Perusahaan tentu mesti membayarkan beban-beban itu. Masalahnya, persediaan kas Angkasa Pura 1 per semester pertama 2021 sedang menipis. Posisi kas dan setara kas akhir periode perusahaan hanya Rp712,52 miliar atau turun 60,4 persen secara tahunan dari Rp1,79 triliun.

Siapkan restrukturisasi

Karena itu, perseroan menyiapkan sejumlah ikhtiar restrukturisasi, yakni asset recycling, intensifikasi penagihan piutang, pengajuan restitusi pajak, efisiensi operasional seperti layanan bandara berbasis trafik, simplifikasi organisasi, dan penundaan program investasi serta mendorong anak usaha untuk mencari sumber-sumber pendapatan baru (transformasi bisnis).

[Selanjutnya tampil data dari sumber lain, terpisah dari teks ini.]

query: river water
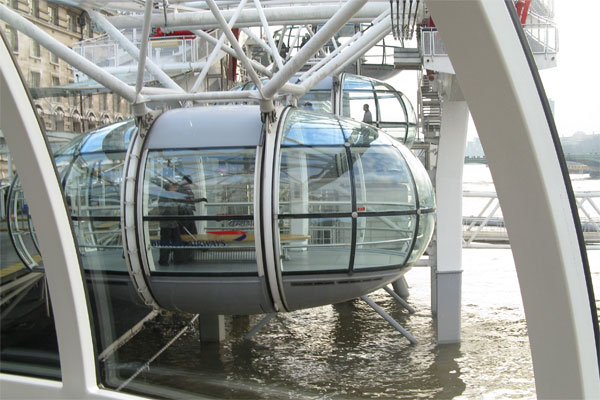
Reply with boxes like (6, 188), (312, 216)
(121, 165), (600, 399)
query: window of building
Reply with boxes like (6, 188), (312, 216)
(29, 40), (42, 58)
(52, 75), (60, 102)
(100, 93), (108, 111)
(6, 26), (19, 53)
(85, 21), (94, 38)
(48, 6), (60, 26)
(29, 71), (42, 88)
(67, 14), (79, 33)
(31, 0), (40, 18)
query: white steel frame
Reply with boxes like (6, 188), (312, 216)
(0, 0), (600, 399)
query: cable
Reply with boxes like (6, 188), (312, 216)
(504, 0), (600, 376)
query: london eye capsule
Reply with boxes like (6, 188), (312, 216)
(238, 73), (417, 147)
(7, 105), (435, 314)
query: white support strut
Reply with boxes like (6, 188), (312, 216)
(0, 4), (143, 103)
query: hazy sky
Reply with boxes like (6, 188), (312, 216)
(390, 0), (600, 137)
(541, 0), (600, 136)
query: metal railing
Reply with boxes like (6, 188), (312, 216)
(463, 191), (600, 249)
(421, 14), (558, 57)
(73, 33), (214, 81)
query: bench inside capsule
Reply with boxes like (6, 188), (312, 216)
(7, 105), (435, 314)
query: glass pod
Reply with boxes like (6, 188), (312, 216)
(124, 105), (435, 314)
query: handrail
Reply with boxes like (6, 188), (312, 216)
(463, 191), (600, 249)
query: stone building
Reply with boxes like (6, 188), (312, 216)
(0, 0), (131, 143)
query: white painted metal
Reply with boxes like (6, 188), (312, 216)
(207, 0), (262, 90)
(254, 0), (283, 70)
(109, 1), (390, 30)
(120, 114), (160, 309)
(261, 108), (289, 312)
(194, 30), (273, 76)
(432, 76), (469, 343)
(0, 4), (143, 103)
(300, 18), (392, 91)
(0, 32), (144, 399)
(262, 0), (366, 99)
(190, 0), (247, 93)
(86, 10), (183, 92)
(299, 9), (390, 81)
(427, 0), (600, 398)
(148, 90), (260, 102)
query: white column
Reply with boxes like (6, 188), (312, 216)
(427, 0), (600, 398)
(431, 76), (469, 344)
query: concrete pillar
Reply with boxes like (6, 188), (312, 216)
(198, 315), (225, 342)
(431, 75), (469, 344)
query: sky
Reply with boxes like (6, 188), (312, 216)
(389, 0), (600, 139)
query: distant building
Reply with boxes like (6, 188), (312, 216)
(0, 0), (131, 142)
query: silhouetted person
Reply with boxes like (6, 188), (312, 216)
(158, 178), (208, 266)
(363, 104), (373, 124)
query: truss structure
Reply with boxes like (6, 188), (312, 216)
(0, 0), (423, 116)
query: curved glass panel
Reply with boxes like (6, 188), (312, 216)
(64, 151), (127, 272)
(354, 215), (416, 270)
(343, 74), (373, 91)
(398, 92), (417, 147)
(298, 89), (333, 113)
(351, 146), (416, 212)
(281, 109), (344, 146)
(278, 110), (432, 274)
(342, 90), (377, 124)
(6, 176), (43, 269)
(279, 147), (352, 216)
(279, 217), (352, 273)
(142, 148), (258, 274)
(408, 213), (435, 264)
(398, 146), (435, 209)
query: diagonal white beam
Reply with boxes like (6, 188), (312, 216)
(109, 1), (390, 29)
(135, 0), (153, 94)
(262, 0), (366, 99)
(0, 4), (139, 103)
(242, 28), (277, 58)
(190, 0), (247, 93)
(300, 18), (392, 91)
(333, 23), (392, 75)
(193, 30), (273, 77)
(206, 0), (262, 90)
(254, 0), (283, 71)
(86, 10), (184, 92)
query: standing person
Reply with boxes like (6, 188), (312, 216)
(158, 182), (181, 266)
(363, 104), (373, 124)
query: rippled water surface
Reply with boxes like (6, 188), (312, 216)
(113, 165), (600, 399)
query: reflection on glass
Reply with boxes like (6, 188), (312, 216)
(6, 176), (43, 269)
(143, 148), (257, 274)
(398, 146), (435, 209)
(298, 90), (333, 113)
(342, 90), (377, 123)
(351, 146), (416, 212)
(0, 144), (61, 380)
(281, 110), (344, 146)
(344, 74), (373, 91)
(64, 151), (127, 272)
(279, 147), (352, 214)
(408, 213), (435, 264)
(354, 215), (416, 270)
(279, 218), (352, 273)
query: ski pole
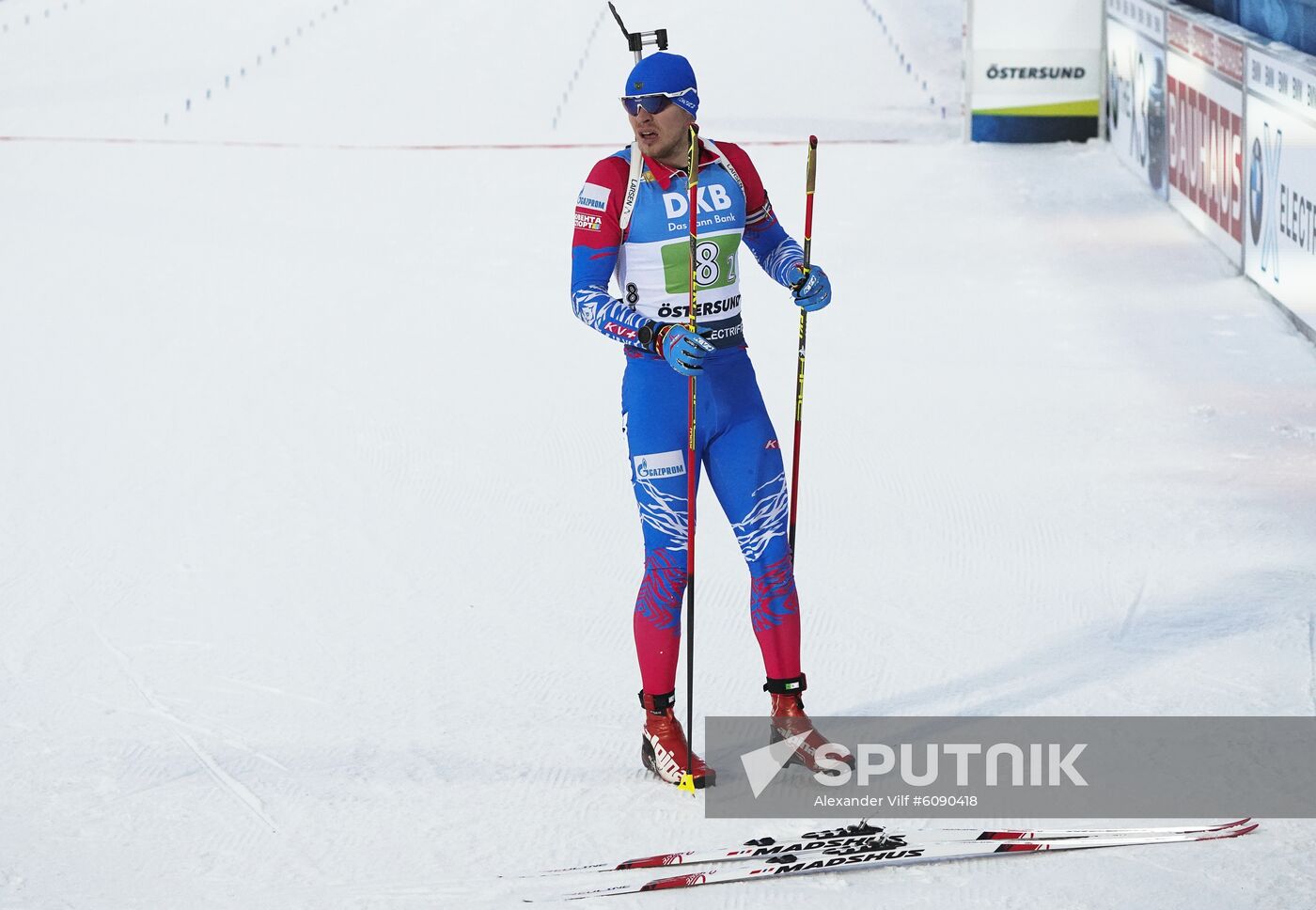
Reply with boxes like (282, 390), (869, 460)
(681, 125), (698, 795)
(786, 135), (819, 565)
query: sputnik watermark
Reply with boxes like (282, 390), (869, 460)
(741, 730), (1087, 799)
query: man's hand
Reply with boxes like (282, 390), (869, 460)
(791, 266), (832, 312)
(654, 322), (716, 377)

Perseroan menargetkan restrukturisasi akan menghasilkan tambahan dana Rp3,8 triliun, efisiensi biaya Rp 704 miliar, dan perolehan fund raising Rp 3,5 triliun.

Selain itu, demi mendorong peningkatan pendapatan lainnya, perseroan menjalin kerja sama dengan mitra strategis untuk Bandara Hang Nadim Batam, Bandara Dhoho Kediri, Bandara Lombok Praya; memanfaatkan lahan tidak produktif seperti Kelan Bay Bali; dan mengembangkan Bandara Internasional Yogyakarta (YIA) serta eks Bandara Selaparang Lombok.

"Manajemen tengah berupaya keras untuk menangani situasi sulit ini dan berkomitmen untuk dapat survive dan menunaikan kewajiban perusahaan kepada kreditur, mitra, dan vendor secara pasti dan bertahap. Dengan berbagai inisiatif strategis tersebut kami optimis dapat bertahan menghadapi kondisi sulit ini dan mulai bangkit pada 2022 serta dapat mencatatkan kinerja keuangan positif,” ujarnya.